„Muszę pamiętać, żeby nagrać licencjat na pendrive’a… i wziąć zwolnienie lekarskie na uczelnię… i koniecznie nastawić pranie… pranie… co mam ze sobą zabrać? Ta biała bluzka jest w porządku, ale pasowałby mi do niej granatowy żakiet… muszę kupić granatowy żakiet! Wyglądałby ślicznie na jasnej koszuli w kwiaty… kupię koszulę w kwiaty! Może wreszcie zaczęłabym wyglądać jak studentka… muszę zrobić przewrót w swojej szafie…i jeszcze jakieś ładne buty…”

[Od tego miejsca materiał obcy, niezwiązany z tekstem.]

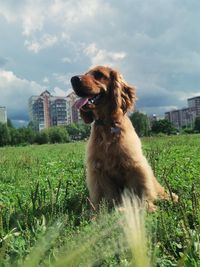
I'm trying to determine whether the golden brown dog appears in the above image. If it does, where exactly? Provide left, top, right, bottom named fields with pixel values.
left=71, top=66, right=176, bottom=208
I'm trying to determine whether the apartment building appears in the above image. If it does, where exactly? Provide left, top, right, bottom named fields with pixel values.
left=165, top=96, right=200, bottom=129
left=67, top=92, right=81, bottom=124
left=29, top=90, right=67, bottom=130
left=0, top=106, right=7, bottom=123
left=29, top=90, right=81, bottom=131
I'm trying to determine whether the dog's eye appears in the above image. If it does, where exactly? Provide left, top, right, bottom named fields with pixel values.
left=93, top=70, right=105, bottom=80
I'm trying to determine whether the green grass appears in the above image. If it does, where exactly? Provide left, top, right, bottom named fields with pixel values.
left=0, top=135, right=200, bottom=267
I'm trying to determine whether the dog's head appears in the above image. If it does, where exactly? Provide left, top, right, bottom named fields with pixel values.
left=71, top=66, right=136, bottom=123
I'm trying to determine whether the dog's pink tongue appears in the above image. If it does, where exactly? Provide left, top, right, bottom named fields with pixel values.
left=74, top=97, right=88, bottom=109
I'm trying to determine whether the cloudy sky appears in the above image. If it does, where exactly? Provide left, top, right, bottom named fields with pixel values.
left=0, top=0, right=200, bottom=125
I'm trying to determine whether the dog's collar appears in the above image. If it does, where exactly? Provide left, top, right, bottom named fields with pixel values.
left=94, top=119, right=121, bottom=135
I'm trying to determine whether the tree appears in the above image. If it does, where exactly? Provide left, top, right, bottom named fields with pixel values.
left=130, top=111, right=149, bottom=136
left=7, top=118, right=14, bottom=128
left=151, top=119, right=176, bottom=135
left=194, top=116, right=200, bottom=133
left=0, top=123, right=10, bottom=146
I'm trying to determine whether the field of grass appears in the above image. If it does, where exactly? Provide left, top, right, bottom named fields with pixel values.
left=0, top=135, right=200, bottom=267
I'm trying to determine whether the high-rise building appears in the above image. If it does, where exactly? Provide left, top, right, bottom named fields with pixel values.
left=165, top=96, right=200, bottom=129
left=187, top=96, right=200, bottom=116
left=0, top=106, right=7, bottom=123
left=29, top=90, right=67, bottom=130
left=67, top=92, right=81, bottom=124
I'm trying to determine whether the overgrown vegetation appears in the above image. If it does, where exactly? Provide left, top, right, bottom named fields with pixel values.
left=0, top=135, right=200, bottom=267
left=0, top=121, right=90, bottom=146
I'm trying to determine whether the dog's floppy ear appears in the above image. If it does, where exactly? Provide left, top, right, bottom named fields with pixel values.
left=110, top=71, right=136, bottom=117
left=80, top=109, right=94, bottom=123
left=109, top=70, right=122, bottom=117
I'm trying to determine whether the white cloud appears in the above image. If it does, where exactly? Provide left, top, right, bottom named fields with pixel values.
left=52, top=86, right=67, bottom=96
left=53, top=73, right=69, bottom=85
left=42, top=77, right=49, bottom=84
left=0, top=70, right=43, bottom=119
left=61, top=57, right=71, bottom=63
left=84, top=43, right=126, bottom=66
left=24, top=34, right=58, bottom=53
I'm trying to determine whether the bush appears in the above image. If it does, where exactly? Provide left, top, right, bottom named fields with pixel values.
left=48, top=126, right=69, bottom=144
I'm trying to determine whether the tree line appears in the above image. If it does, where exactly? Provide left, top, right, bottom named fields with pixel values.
left=0, top=112, right=200, bottom=146
left=130, top=112, right=200, bottom=137
left=0, top=120, right=90, bottom=146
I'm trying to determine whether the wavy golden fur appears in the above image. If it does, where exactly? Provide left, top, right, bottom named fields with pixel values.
left=71, top=66, right=176, bottom=208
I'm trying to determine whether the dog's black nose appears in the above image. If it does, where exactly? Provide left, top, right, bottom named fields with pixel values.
left=71, top=76, right=81, bottom=86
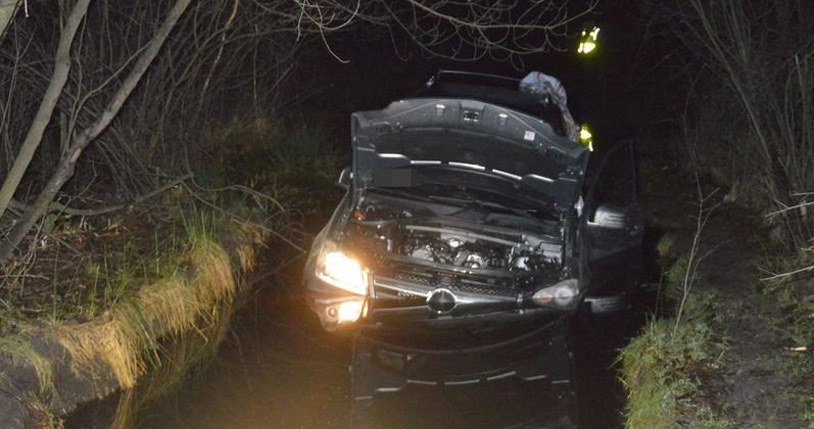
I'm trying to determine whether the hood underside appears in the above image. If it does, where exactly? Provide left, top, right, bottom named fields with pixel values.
left=352, top=98, right=588, bottom=211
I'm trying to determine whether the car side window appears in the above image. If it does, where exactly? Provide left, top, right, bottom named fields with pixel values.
left=590, top=142, right=637, bottom=209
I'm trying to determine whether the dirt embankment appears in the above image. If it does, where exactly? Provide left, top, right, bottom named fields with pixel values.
left=0, top=222, right=263, bottom=428
left=623, top=145, right=814, bottom=428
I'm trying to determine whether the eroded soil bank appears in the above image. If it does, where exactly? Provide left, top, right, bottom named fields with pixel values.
left=625, top=141, right=814, bottom=428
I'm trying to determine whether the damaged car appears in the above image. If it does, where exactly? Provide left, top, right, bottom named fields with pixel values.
left=303, top=72, right=643, bottom=427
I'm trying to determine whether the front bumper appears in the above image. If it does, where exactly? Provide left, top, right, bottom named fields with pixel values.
left=304, top=268, right=571, bottom=332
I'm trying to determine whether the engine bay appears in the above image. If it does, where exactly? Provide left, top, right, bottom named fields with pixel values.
left=348, top=217, right=562, bottom=273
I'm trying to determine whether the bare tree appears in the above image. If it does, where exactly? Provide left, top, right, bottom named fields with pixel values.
left=0, top=0, right=23, bottom=40
left=0, top=0, right=191, bottom=258
left=0, top=0, right=598, bottom=259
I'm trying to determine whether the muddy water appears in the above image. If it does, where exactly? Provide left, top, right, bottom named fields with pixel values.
left=67, top=249, right=660, bottom=429
left=129, top=270, right=656, bottom=429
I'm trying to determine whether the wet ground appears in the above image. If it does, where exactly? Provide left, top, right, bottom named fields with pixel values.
left=115, top=256, right=656, bottom=429
left=66, top=221, right=664, bottom=429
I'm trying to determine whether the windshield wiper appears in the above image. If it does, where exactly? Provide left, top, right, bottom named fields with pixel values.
left=429, top=194, right=539, bottom=220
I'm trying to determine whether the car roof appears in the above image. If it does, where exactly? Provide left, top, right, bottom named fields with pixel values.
left=416, top=70, right=565, bottom=136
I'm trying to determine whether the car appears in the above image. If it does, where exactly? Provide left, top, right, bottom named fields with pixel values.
left=303, top=72, right=643, bottom=424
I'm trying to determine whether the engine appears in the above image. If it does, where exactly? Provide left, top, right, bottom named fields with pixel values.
left=392, top=225, right=560, bottom=271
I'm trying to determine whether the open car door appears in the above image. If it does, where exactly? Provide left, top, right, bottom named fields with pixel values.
left=583, top=140, right=644, bottom=292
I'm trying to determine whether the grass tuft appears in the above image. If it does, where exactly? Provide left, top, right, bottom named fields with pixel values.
left=55, top=221, right=242, bottom=388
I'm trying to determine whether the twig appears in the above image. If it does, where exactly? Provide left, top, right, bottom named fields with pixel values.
left=760, top=265, right=814, bottom=282
left=764, top=201, right=814, bottom=218
left=10, top=174, right=192, bottom=216
left=184, top=184, right=305, bottom=252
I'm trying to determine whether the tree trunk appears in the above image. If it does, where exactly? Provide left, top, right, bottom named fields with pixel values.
left=0, top=0, right=191, bottom=260
left=0, top=0, right=90, bottom=221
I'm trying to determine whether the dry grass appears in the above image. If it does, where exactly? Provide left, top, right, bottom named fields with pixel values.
left=0, top=332, right=54, bottom=395
left=54, top=221, right=253, bottom=388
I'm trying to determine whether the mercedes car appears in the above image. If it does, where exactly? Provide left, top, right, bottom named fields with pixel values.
left=303, top=72, right=643, bottom=419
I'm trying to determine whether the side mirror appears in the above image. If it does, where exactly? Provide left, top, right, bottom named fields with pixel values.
left=588, top=204, right=627, bottom=229
left=336, top=167, right=353, bottom=191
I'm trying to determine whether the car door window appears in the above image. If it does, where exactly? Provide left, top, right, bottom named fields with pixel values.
left=588, top=142, right=637, bottom=217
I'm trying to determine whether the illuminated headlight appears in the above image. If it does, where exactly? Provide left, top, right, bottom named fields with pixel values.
left=531, top=279, right=579, bottom=309
left=315, top=242, right=367, bottom=295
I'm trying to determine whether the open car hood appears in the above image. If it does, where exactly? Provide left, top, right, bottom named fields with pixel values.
left=352, top=98, right=588, bottom=209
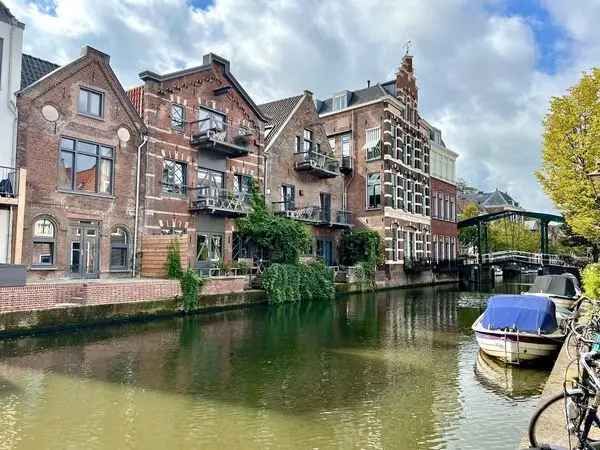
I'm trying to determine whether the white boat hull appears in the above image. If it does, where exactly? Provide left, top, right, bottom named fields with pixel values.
left=473, top=315, right=564, bottom=364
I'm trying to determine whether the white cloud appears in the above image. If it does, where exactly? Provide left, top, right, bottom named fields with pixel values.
left=6, top=0, right=600, bottom=214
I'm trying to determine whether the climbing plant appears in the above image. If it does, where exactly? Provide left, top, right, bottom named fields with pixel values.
left=236, top=185, right=312, bottom=264
left=262, top=262, right=335, bottom=303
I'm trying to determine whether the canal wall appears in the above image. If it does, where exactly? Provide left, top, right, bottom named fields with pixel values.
left=0, top=271, right=457, bottom=337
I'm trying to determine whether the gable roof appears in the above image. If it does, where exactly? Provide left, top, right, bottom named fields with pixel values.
left=0, top=1, right=25, bottom=28
left=317, top=81, right=396, bottom=114
left=17, top=45, right=146, bottom=132
left=258, top=95, right=304, bottom=144
left=21, top=53, right=60, bottom=89
left=140, top=53, right=268, bottom=122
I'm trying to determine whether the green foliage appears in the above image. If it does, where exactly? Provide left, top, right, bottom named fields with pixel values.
left=262, top=262, right=335, bottom=303
left=340, top=230, right=383, bottom=288
left=581, top=263, right=600, bottom=300
left=179, top=269, right=204, bottom=312
left=236, top=186, right=312, bottom=264
left=536, top=69, right=600, bottom=244
left=167, top=240, right=183, bottom=279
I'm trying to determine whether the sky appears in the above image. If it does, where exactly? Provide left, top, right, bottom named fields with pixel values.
left=4, top=0, right=600, bottom=211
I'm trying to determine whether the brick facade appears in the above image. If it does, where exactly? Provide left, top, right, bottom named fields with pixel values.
left=320, top=56, right=431, bottom=265
left=265, top=91, right=350, bottom=265
left=129, top=54, right=264, bottom=266
left=17, top=47, right=143, bottom=280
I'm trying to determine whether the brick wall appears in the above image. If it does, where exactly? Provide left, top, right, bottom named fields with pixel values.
left=0, top=277, right=249, bottom=313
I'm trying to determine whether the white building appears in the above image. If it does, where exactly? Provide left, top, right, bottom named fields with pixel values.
left=0, top=2, right=25, bottom=263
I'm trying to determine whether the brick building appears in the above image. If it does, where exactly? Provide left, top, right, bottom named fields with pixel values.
left=317, top=55, right=431, bottom=268
left=128, top=53, right=266, bottom=270
left=260, top=91, right=351, bottom=265
left=423, top=120, right=458, bottom=262
left=17, top=47, right=144, bottom=279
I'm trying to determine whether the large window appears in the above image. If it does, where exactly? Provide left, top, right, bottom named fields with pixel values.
left=198, top=108, right=226, bottom=133
left=110, top=227, right=129, bottom=270
left=365, top=127, right=381, bottom=160
left=171, top=104, right=185, bottom=131
left=31, top=218, right=56, bottom=267
left=58, top=138, right=114, bottom=194
left=367, top=173, right=381, bottom=208
left=302, top=130, right=312, bottom=152
left=79, top=88, right=104, bottom=117
left=162, top=159, right=187, bottom=194
left=341, top=133, right=352, bottom=156
left=196, top=231, right=223, bottom=263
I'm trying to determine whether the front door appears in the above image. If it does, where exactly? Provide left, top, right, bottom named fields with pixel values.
left=320, top=192, right=331, bottom=223
left=317, top=239, right=333, bottom=266
left=69, top=221, right=100, bottom=278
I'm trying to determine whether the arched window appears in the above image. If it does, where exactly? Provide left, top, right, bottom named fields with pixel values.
left=31, top=217, right=56, bottom=267
left=110, top=227, right=129, bottom=270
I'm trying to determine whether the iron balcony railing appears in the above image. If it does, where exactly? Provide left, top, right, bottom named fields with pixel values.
left=191, top=117, right=256, bottom=156
left=0, top=166, right=19, bottom=198
left=273, top=201, right=352, bottom=228
left=188, top=186, right=250, bottom=216
left=294, top=150, right=340, bottom=177
left=404, top=257, right=431, bottom=273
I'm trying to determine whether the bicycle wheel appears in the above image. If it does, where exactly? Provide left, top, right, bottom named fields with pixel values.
left=528, top=392, right=600, bottom=448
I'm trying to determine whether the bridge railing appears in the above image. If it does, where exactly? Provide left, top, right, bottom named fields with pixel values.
left=481, top=250, right=569, bottom=266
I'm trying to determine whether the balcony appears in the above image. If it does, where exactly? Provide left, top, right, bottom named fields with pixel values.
left=330, top=209, right=352, bottom=228
left=340, top=156, right=354, bottom=175
left=0, top=166, right=19, bottom=205
left=191, top=118, right=256, bottom=158
left=273, top=202, right=352, bottom=228
left=294, top=150, right=340, bottom=178
left=404, top=257, right=431, bottom=273
left=189, top=187, right=250, bottom=217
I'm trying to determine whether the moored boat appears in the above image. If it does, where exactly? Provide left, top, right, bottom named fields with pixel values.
left=524, top=273, right=581, bottom=309
left=472, top=295, right=565, bottom=364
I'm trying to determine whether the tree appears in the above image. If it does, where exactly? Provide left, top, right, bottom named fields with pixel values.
left=536, top=69, right=600, bottom=245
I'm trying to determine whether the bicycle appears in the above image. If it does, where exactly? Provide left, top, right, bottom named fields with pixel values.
left=528, top=351, right=600, bottom=450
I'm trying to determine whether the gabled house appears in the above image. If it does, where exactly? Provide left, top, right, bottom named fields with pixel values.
left=17, top=46, right=145, bottom=279
left=129, top=53, right=267, bottom=272
left=260, top=91, right=352, bottom=265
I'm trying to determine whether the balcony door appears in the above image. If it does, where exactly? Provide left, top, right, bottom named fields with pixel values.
left=68, top=221, right=100, bottom=278
left=198, top=168, right=225, bottom=199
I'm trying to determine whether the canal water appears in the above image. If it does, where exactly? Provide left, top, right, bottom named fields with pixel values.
left=0, top=284, right=548, bottom=450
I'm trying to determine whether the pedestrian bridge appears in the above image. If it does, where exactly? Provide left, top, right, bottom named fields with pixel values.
left=477, top=250, right=571, bottom=267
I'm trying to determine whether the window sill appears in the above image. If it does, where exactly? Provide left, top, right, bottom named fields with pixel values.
left=77, top=112, right=105, bottom=122
left=58, top=189, right=115, bottom=200
left=29, top=266, right=57, bottom=271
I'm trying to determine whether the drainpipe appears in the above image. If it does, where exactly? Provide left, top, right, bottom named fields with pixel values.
left=131, top=134, right=148, bottom=277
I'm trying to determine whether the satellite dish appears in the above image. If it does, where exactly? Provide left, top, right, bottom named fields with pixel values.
left=42, top=105, right=59, bottom=122
left=117, top=127, right=131, bottom=142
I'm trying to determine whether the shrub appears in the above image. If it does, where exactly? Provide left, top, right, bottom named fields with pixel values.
left=581, top=263, right=600, bottom=300
left=236, top=186, right=312, bottom=264
left=167, top=240, right=183, bottom=279
left=179, top=269, right=204, bottom=312
left=262, top=262, right=335, bottom=303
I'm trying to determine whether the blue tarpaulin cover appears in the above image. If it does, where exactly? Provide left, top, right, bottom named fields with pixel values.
left=481, top=295, right=558, bottom=333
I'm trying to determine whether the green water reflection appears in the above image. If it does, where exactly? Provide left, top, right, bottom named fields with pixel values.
left=0, top=286, right=546, bottom=449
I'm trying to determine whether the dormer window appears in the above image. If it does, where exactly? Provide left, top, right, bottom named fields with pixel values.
left=79, top=88, right=104, bottom=117
left=333, top=92, right=348, bottom=111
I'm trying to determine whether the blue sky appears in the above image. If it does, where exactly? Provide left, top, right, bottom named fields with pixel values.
left=4, top=0, right=600, bottom=211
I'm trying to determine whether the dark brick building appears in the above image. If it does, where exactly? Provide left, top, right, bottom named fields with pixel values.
left=129, top=53, right=266, bottom=270
left=317, top=55, right=431, bottom=269
left=17, top=47, right=144, bottom=279
left=260, top=91, right=351, bottom=265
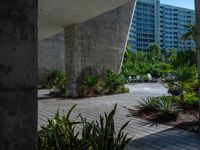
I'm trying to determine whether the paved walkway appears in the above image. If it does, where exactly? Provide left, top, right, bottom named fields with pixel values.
left=38, top=83, right=200, bottom=150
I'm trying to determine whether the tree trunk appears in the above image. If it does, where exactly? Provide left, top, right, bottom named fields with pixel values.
left=195, top=0, right=200, bottom=116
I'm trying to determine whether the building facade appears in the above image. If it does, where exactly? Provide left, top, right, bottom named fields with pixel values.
left=128, top=0, right=195, bottom=51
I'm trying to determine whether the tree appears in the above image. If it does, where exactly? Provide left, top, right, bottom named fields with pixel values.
left=195, top=0, right=200, bottom=117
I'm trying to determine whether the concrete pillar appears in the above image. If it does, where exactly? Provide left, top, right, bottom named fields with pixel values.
left=65, top=0, right=135, bottom=97
left=38, top=32, right=65, bottom=82
left=0, top=0, right=38, bottom=150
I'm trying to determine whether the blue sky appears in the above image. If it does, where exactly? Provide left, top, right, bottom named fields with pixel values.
left=160, top=0, right=194, bottom=9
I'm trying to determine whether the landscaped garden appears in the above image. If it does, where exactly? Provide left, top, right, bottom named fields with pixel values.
left=123, top=46, right=200, bottom=133
left=41, top=70, right=129, bottom=98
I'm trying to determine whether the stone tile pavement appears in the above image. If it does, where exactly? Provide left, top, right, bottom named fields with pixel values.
left=38, top=83, right=200, bottom=150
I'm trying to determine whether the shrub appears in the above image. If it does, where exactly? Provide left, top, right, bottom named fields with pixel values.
left=157, top=96, right=178, bottom=116
left=50, top=71, right=66, bottom=97
left=138, top=97, right=158, bottom=111
left=184, top=92, right=199, bottom=107
left=105, top=70, right=128, bottom=93
left=38, top=105, right=131, bottom=150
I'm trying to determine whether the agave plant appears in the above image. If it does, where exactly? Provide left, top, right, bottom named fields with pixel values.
left=138, top=97, right=158, bottom=110
left=38, top=105, right=131, bottom=150
left=157, top=96, right=179, bottom=115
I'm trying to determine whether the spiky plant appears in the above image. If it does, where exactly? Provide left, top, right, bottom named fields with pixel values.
left=138, top=97, right=158, bottom=111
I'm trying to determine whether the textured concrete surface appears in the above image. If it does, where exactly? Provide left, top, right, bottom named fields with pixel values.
left=65, top=0, right=135, bottom=97
left=38, top=0, right=133, bottom=40
left=38, top=83, right=200, bottom=150
left=38, top=32, right=65, bottom=81
left=0, top=0, right=38, bottom=150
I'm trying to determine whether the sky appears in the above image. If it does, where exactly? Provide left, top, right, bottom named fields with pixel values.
left=160, top=0, right=194, bottom=9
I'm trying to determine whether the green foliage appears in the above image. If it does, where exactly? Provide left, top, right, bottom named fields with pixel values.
left=170, top=50, right=196, bottom=69
left=50, top=71, right=66, bottom=97
left=157, top=96, right=178, bottom=115
left=138, top=97, right=158, bottom=111
left=176, top=66, right=196, bottom=101
left=122, top=45, right=171, bottom=78
left=38, top=105, right=131, bottom=150
left=105, top=70, right=127, bottom=93
left=184, top=92, right=199, bottom=107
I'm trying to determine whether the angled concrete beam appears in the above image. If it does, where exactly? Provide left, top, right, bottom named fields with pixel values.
left=65, top=0, right=135, bottom=97
left=0, top=0, right=38, bottom=150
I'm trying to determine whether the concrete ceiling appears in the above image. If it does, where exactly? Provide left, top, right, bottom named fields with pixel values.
left=39, top=0, right=130, bottom=40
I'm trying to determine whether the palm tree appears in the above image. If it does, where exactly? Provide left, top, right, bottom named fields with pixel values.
left=195, top=0, right=200, bottom=118
left=182, top=24, right=196, bottom=41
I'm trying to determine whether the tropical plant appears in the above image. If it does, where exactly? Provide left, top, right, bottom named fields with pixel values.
left=138, top=97, right=158, bottom=111
left=50, top=71, right=66, bottom=97
left=157, top=96, right=178, bottom=116
left=184, top=92, right=199, bottom=108
left=105, top=70, right=128, bottom=93
left=38, top=105, right=131, bottom=150
left=176, top=66, right=196, bottom=103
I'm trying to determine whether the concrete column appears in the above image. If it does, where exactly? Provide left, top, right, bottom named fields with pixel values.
left=65, top=0, right=135, bottom=97
left=0, top=0, right=38, bottom=150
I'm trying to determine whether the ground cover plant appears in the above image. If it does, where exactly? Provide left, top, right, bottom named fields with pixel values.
left=38, top=105, right=131, bottom=150
left=129, top=95, right=200, bottom=133
left=45, top=70, right=129, bottom=97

Zdarza Wam się czasem gonitwa myśli? Od kilku dni nie mogę zasnąć bo takie błahostki zaprzątają mi głowę. Wczoraj wypiłam nawet melisę zaparzoną z dwóch torebek i nic, bez skutku. Nie dość, że nie mogłam się pozbyć wstrętnego smaku (nie znoszę melisy!), to jeszcze przez półtorej godziny zastanawiałam się nad tym, ile pieniędzy musiałabym wydać, żeby totalnie zmienić swoją garderobę (być kobietą, być kobietą).
Wybieram się na kilka dni na północ Polski (w końcu jestem blogerką, ha ha ha) i jest to długo wyczekiwany przeze mnie wyjazd. Po prostu stwierdziłam, że zacznę spełniać swoje marzenia i kupiłyśmy z Heheszką bilety do Gdańska (nigdy nie byłam w Trójmieście!). Takie sytuacje zawsze wywołują u mnie dziwny stres (muszę jechać z walizką na zajęcia, tłuc się tym autobusem… a jak o czymś zapomnę? Jak nie zapiszę numeru rezerwacji? Właśnie, numer rezerwacji!) i zamiast milion ważnych rzeczy do zrobienia od razu zapisywać, wolę (lub nie, ale jednak to robię) po prostu się z tym męczyć modląc się, żeby tylko nie zapomnieć.
Z głośników leci Norah Jones (dzięki Ci, Panie, za tak uspokajające dźwięki), a przede mną leży mała walizka, do której powinnam wrzucić wszystko, czego będę używać od czwartku do środy. W jaki sposób mam przewidzieć, co będzie niezbędne przez najbliższy tydzień? Spakuję czarny sweter, a może w sobotę będę miała ochotę założyć kremowy. Nie spakuję obydwu, bo się nie zmieszczą. Wezmę szary płaszcz, ale jeśli będzie bardzo zimno to lepiej mieć ze sobą parkę. Parka już się do walizki nie zmieści. Wybrać większą walizkę? I tłuc się z nią przez te wszystkie dni? O nie. Wygoda przede wszystkim.
Jak widać pakowanie nie jest moją mocną stroną. I tak w momencie największego załamania wrzucę do walizki w „formie wyzwijanej” to, co wpadnie mi w oko po otwarciu szafy (wiecie, że zwinięte ubrania zajmują mniej miejsca? Taka niespodzianka ;)). Największym koszmarem będzie kosmetyczka, która w moim przypadku, powinna stanowić oddzielny bagaż, bo przecież „to wszystko może mi się przydać a małe próbki na pewno nie wystarczą”.
Może warto po prostu zastanowić się nad tym, co najczęściej noszę – i w tym momencie do walizki trafiają dżinsy. Obok nich czarno-biały sweter, kilka koszulek, czarne rurki, wliczając odzież, którą będę miała na sobie – powinno wystarczyć!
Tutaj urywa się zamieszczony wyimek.